I have very much raised my own child, and I have an extraordinarily functional relationship
with my own mother and family. That said, I have even had to set boundaries with my parents, because they are just a tad overinvoled with my son. They very recently moved closer to me, and this makes things easier, but there were a couple Christmases I didn't have with my son when we lived far apart, because they wanted him and he loves being with them. (They have a marvelous relationship
, and they also do a lot for him.) They also used to get him in the summers and take him on fabulous vacations, which I was thrilled to have him do, but which cut into my time with him.

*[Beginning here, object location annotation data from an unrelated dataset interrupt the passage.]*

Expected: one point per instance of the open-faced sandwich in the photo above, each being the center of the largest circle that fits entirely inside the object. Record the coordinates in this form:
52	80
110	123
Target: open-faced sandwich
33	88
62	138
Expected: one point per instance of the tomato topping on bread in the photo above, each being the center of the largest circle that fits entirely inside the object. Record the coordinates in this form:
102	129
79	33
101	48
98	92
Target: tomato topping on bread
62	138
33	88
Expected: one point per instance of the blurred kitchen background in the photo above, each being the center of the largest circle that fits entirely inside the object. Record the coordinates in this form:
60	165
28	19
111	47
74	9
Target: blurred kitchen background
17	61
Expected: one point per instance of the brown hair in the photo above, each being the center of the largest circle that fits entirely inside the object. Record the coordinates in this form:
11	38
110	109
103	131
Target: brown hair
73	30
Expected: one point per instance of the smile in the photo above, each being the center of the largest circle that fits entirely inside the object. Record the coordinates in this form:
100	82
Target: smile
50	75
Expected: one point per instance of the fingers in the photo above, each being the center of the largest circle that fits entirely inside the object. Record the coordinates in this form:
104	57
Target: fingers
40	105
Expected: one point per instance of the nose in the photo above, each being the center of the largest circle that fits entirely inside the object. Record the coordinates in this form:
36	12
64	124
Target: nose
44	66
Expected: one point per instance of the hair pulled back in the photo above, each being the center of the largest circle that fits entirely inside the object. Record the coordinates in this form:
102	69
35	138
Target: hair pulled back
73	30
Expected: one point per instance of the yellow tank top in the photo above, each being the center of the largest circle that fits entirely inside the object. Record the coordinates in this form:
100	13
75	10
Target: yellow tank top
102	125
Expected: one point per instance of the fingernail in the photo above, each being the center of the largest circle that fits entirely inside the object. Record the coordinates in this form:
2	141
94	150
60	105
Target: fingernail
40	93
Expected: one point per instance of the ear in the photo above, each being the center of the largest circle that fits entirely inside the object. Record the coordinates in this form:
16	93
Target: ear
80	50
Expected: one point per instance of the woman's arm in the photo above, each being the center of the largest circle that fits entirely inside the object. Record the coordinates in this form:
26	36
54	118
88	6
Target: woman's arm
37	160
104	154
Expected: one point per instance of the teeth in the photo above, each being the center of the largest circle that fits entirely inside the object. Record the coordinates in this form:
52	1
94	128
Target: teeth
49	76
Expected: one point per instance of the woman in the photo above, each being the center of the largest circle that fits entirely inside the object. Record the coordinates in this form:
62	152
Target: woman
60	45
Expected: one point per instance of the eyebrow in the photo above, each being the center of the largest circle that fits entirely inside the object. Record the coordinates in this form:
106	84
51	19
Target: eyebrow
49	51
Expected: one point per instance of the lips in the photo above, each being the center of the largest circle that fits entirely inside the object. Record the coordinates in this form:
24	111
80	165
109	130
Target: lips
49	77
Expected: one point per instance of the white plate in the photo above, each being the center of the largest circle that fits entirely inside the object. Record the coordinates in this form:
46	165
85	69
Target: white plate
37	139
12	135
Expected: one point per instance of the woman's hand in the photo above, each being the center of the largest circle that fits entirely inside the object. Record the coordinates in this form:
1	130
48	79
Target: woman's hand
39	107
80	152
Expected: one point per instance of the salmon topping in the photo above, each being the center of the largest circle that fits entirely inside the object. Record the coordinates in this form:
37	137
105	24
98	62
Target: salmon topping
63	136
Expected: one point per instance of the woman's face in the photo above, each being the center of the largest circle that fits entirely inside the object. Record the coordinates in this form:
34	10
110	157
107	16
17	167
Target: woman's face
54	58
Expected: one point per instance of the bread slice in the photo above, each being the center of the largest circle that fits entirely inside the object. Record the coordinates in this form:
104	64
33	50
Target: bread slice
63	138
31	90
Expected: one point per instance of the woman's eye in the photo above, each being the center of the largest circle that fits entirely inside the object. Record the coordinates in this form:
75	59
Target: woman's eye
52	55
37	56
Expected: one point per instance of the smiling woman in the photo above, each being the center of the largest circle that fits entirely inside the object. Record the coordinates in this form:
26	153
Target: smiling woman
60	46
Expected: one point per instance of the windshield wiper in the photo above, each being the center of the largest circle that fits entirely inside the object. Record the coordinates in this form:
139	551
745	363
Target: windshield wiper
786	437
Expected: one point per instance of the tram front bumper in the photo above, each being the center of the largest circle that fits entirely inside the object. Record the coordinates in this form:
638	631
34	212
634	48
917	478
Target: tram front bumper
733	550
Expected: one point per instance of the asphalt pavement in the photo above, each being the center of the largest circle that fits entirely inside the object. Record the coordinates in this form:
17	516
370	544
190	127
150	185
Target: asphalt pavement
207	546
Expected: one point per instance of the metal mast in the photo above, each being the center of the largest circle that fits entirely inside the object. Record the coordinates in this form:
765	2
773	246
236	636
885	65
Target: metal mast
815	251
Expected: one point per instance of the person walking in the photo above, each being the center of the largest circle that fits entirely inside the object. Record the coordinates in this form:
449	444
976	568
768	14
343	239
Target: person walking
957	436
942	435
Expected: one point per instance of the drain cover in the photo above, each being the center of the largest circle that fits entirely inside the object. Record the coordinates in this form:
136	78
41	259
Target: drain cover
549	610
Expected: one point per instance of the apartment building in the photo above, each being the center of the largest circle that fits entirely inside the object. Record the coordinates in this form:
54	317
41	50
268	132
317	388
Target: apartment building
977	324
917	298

It was hard because he really enjoys being with them and I am thankful for the love they have for him. However, I finally had to tell them "no" a couple times, because it dawned on me that I only get so many holidays, so many summers with my kid before he's grown up and on his own. Last year, he spent Christmas and New Year in South Africa where his dad was living and working. Once again, nothing I'd ever begrudge my child, but, it makes about three Christmases I have not spent with him.
With a dysfunctional MIL in the equation, it's probably vital that you and DH get on the same page and list your boundaries. I really hope your future child can have a close, normal relationship
with the paternal grandparents, but, they have to abide by your conditions, or else they could find themselves cut off. It's not your fault that your MIL didn't stand up for herself back in the day.